Vivo V11 Pro ? 23,598’s Supernova Red colour variant was launched in India Monday. The new variant comes with a red and black gradient that is enclosed within its curved 3D body. Vivo also claims that the V11 Pro Supernova Red will expand its commitment to the government’s ‘Make in India’ programme and is manufactured at its Greater Noida facility. The Vivo V11 Pro originally debuted in India in Dazzling Gold and Starry Night Black colour options. The smartphone comes with a 19.5:9 display and features a dual rear camera setup.

Vivo V11 Pro Supernova Red price in India

The Vivo V11 Pro Supernova Red price in India has been set at Rs. 25,990 for the lone 6GB RAM and 64GB onboard storage variant. The smartphone’s new colour variant has gone on sale through all offline channels and on the Vivo e-Store, Amazon, Flipkart, and Paytm Mall starting December 10.

Launch offers on the Vivo V11 Pro Supernova Red include five percent cashback when purchasing through HDFC card EMI, credit card regular transactions, and consumer durable loans. EMI options start from Rs. 1,733, and six easy EMI at zero down payment, zero interest, and zero processing fees can be availed via Bajaj Finserv.
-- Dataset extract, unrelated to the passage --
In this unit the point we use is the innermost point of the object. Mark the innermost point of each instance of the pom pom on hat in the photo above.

Customers can also avail a Rs. 2,000 Paytm cashback coupon, whereas exchange offers are available on Amazon, Flipkart, and Paytm Mall with up to Rs. 18,000 in lieu of your old smartphone. Moreover, there are benefits worth Rs. 4,000 along with 3TB data from Reliance Jio.

To recall, the Vivo V11 Pro was originally launched in India back in September with Dazzling Gold and Starry Night Black colour options.

Vivo V11 Pro Supernova Red specifications

The dual-SIM (Nano) Vivo V11 Pro Supernova Red runs Android 8.1 Oreo on top of Funtouch OS 4.5 and features a 6.41-inch full-HD+ (1080×2340 pixels) Halo FullView 3.0 Super AMOLED display with a 19.5:9 aspect ratio. Under the hood, there is an octa-core Qualcomm Snapdragon 660 AIE, paired with 6GB of RAM. The smartphone has a dual rear camera setup with a 12-megapixel primary sensor that has an f/1.8 aperture and a 5-megapixel secondary sensor along with an f/2.4 aperture. On the front, there is a 25-megapixel sensor along with an f/2.0 aperture. The camera setups are supported with artificial intelligence (AI) features, including Bokeh, Backlight HDR, AI Low Light Mode, AI Face Beauty, Funmoji, Palm capture, Gender detection, AI Face Shaping, AI Selfie Lighting, AI Scene Recognition, and AI Portrait Framing. Also, the smartphone has preloaded AR Stickers and Google Lens integration.

Vivo has provided 64GB of internal storage on the V11 Pro that is expandable via microSD card (up to 256GB). In terms of connectivity, the handset has 4G VoLTE, Wi-Fi, Bluetooth v5.0, GPS/ A-GPS, Micro-USB with OTG, and a 3.5mm headphone jack. Sensors on board include an accelerometer, ambient light sensor, e-compass, and a proximity sensor. The smartphone packs a 3,400mAh battery that supports Dual-Engine fast charging. Besides, it measures 157.91×75.08×7.9mm and weighs 156 grams.